そういった小さな仕草ですら、可愛らしく見えるのはなんなんだろうな。美少女がなせる技ってところか? だとしたらなんか、ずるいな。


 そんなことを考えながら、赤月からの返事を待っていると、何か思いついたように「あっ」と小さく漏らした。


「アニメショップ、行ってみたいかも」


 窺うような顔でそう言った赤月に、また想定外のチョイスをするものだなと思いながら、頷いた。


「わかった。けど、あんまり案内に期待すんなよ」

「え? なんで?」

「俺はあんまりそういうところに行かんからな」

「オタクの人ってそういうところよく行くんじゃないの?」

「人によるだろ。俺みたいに販促グッズの類はあまり買わないやつはあまり行かないぞ」


 ただでさえエンタメが飽和気味なこの現代で、色々な作品のグッズを集めるなんて金がいくらあっても足りない。特にバイトもしていない高校生なんて、自由にできる金が少ないから、その月々で出る新刊を買えば財布は痩せこけてしまう。

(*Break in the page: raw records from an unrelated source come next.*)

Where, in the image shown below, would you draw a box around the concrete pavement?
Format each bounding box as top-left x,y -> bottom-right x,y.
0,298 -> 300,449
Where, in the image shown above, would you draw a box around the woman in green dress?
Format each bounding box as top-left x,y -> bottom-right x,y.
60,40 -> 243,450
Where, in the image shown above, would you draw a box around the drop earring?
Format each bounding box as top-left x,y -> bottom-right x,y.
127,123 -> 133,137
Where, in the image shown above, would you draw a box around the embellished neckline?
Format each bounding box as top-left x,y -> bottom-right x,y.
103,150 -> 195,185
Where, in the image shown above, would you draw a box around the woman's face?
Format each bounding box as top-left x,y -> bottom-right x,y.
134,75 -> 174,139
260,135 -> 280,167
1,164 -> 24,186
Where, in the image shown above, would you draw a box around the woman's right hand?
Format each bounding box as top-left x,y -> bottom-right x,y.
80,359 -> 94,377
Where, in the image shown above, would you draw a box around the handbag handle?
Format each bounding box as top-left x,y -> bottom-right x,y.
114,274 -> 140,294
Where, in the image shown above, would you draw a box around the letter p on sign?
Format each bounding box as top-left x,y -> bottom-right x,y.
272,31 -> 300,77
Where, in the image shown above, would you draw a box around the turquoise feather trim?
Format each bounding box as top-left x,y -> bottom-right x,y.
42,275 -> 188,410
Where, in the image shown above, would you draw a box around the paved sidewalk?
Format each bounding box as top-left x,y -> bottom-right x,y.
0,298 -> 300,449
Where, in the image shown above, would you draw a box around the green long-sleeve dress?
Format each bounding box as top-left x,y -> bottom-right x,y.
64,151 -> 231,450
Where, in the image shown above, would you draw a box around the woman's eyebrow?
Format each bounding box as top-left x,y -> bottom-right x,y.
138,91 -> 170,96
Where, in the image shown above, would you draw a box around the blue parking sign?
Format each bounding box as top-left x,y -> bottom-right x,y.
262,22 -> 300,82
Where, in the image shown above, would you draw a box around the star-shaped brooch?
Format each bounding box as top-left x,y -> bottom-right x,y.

 最近は、気になったアニメキャラのキーホルダーとか缶バッジだとか、その辺りで済ませる人、結構多いんじゃないだろうか。


 俺は小説と漫画とゲームと、その辺りを定期的に買うから金欠気味だし、金があれば買うんだと思う。


「それでもいいか?」


 俺がそう言うと、赤月は頷いた。


「うん、それでもいいよ。行こ」


 そう言った赤月に俺も頷いて、二人で並ぶようにして歩き始める。

 その時、拳一個分開けた距離をどうしてか遠く感じた。